# Should Warp9 advance change w/ nominal Voltage?



## dladd (Jun 1, 2011)

Here's a good link about changing the advance in a warp9: http://civic-ev.blogspot.com/2008/08/rotating-brushes-on-warp9-motor.html

Your's is set up CCW right now. There is no easy way to make small changes, it's either neutral, CW or CCW, unless you want to do some mods to the CE end housing.

on edit, I don't think it's actually the end housing you would modify, I think you would need to drill/tap holes into the actual motor case. end edit.


----------



## dtbaker (Jan 5, 2008)

dladd said:


> Here's a good link about changing the advance in a warp9: http://civic-ev.blogspot.com/2008/08/rotating-brushes-on-warp9-motor.html
> 
> Your's is set up CCW right now. There is no easy way to make small changes, it's either neutral, CW or CCW, unless you want to do some mods to the CE end housing.
> 
> on edit, I don't think it's actually the end housing you would modify, I think you would need to drill/tap holes into the actual motor case. end edit.


ah, see I didn't know if there was just one hole CCW, N, CW or if there is 'fine tuning' positions in between like timing advance for an ICE. sounds like just fixed positions. 

I'm NOT planning to modify the end housing for that last 1%.  Hondas are about the only ones I know of that you have to move from the 'as shipped' CCW to CW.


----------



## DIYguy (Sep 18, 2008)

There are a few ways to modify brush timing. One is certainly to re-drill CE mount holes in the frame. You can also re-drill or slot the brush gear mount ring. A third way is to re-drill, slot holes in CE bell (this only works on some designs, like some of the GE's. 

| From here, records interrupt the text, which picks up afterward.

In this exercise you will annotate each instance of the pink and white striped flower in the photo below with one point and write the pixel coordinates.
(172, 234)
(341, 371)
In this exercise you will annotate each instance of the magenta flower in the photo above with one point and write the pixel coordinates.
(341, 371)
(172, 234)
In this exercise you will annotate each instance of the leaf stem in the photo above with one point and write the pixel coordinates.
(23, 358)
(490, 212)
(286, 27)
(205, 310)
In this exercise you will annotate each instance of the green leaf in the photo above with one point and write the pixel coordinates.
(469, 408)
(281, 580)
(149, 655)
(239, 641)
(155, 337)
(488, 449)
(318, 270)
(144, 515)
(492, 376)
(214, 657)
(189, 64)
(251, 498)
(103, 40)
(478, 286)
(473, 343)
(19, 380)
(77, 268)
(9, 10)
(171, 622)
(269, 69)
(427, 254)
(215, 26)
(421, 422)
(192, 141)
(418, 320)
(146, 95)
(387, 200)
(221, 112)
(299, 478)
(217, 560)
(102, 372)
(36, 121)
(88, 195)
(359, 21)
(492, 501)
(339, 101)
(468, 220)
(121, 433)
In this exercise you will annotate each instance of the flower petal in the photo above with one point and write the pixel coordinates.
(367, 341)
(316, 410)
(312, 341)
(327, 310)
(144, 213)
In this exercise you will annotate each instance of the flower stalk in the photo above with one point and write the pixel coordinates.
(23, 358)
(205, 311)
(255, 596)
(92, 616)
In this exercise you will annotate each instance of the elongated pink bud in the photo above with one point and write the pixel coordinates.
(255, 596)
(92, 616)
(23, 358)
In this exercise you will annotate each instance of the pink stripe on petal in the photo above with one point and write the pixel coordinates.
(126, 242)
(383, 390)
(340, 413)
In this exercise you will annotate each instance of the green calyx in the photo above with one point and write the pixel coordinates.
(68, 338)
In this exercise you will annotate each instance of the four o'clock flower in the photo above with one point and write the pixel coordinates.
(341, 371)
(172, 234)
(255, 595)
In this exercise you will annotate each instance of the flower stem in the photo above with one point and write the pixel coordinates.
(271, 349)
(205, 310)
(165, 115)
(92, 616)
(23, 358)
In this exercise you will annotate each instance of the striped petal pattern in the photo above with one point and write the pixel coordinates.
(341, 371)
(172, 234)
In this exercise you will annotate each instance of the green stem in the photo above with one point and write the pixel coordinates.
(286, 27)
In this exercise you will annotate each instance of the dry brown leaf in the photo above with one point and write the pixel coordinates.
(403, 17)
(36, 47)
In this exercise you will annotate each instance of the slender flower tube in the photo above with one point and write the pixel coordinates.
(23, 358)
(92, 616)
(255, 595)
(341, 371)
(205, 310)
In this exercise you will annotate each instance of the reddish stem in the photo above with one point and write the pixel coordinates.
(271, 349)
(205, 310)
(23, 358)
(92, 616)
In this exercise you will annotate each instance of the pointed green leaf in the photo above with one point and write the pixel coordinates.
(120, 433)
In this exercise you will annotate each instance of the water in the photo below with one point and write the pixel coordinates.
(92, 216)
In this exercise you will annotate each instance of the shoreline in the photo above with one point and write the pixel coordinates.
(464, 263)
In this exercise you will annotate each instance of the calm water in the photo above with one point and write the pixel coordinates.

Of the cuff, going from 144 to 156 likely won't require any changes. The only way to know for sure is to monitor the com. Mount a small camera and see what is going on.


----------



## onegreenev (May 18, 2012)

Can you see if the brush ring has adjustable slots? Take a look. I'd look at mine but it is stuffed behind a bunch of stuff right now.


----------